N.Y: Aslında Erzincan’da ilk olaylar 75’in Şubat’ında oldu. Yani Alevilerin dükkânlarına saldırılar oldu. Cimin denen bir köy vardır, yeni adı Üzümlü’dür, bu köyden şehre inen insanlar Alevi dükkânlarını yağmaladı. Ertesi gün bütün Aleviler ayağa kalktılar, kitlesel bir eylem oldu. Yani askeriye geldi, araya girdi, o çok büyük bir eylemdi ama kansız sonuçlandı yani sonuçta Alevilerin bütün malları, dükkânları, her şeyleri yağmalandı 75’de.
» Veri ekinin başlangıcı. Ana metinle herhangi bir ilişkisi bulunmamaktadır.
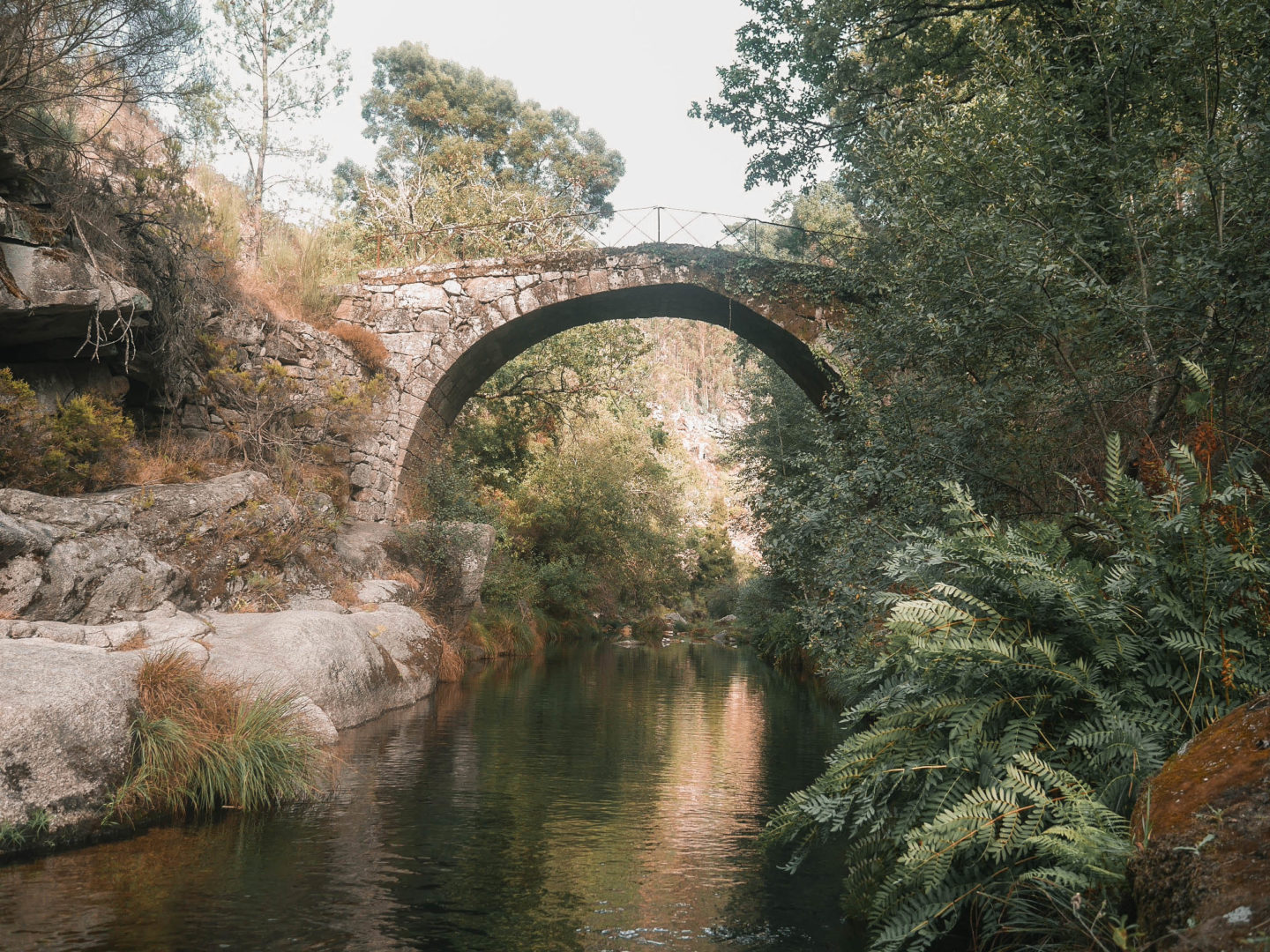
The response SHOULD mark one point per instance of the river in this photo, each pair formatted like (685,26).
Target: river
(596,798)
Daha sonra Kahramanmaraş katliamları, Çorum katliamları oldu. Tabi biz TÖB-DER olarak da Maraş olaylarını protesto etmek için bir günlük greve gittik. O zaman da bizi açığa aldılar yönetmelik kararıyla (gülüyor). Yani niye gittiniz, niye eylem yaptınız? Biz de haklı bir eylemdi, yani insanlar orada katledildi, orada bir hayli arkadaşımız açığa alındı, 1402 sayılı yasaya aykırı olarak. On6 ay sonra tekrar görevlerine iade edildiler, yani o Kahramanmaraş olayları katliamlarında biz öğretmenler derneği, öğretmenler olarak da bir günlük okula gitmeme, boykot şeyi aldık, kararı aldık ve mahkemelik olduk, evet.
D.G: Evet, peki hareketiniz ne yaptı yani örgütünüz, bir karar aldınız mı, bir eylem oldu mu, Erzincan’da bu durum nasıl karşılandı?
N.Y: E tabi ki yani her yapılan katliamda, her şeyde, bu Erzincan olaylarında bile yani insanlar öldürülmedi ama malları yağmalandı, insanlar ayağa kalktılar yani bütün siyasi yapılar birleştiler, şey yaptılar. Maraş olaylarında da yine aynı eylemler yapıldı, protestolar yapıldı, mitingler konuldu yani, evet. Ama o dönemde belki yani öyle şey korsan mitingler olduğu halde de yani öyle bir önde gelen şey, göze batanları alıyorlardı, sonra şey değildi yani, insanları toplamıyordu polis o dönemde yani. Tabi ki yani her katliamda, her şeyde hareket şey yapmıştır, eylem koymuştur ve yani kitlesel eylemler konulmuştur, öyle şey, basit eylemler yani küçük gruplar halinde değil yani büyük gruplar halinde eylemler olmuştur.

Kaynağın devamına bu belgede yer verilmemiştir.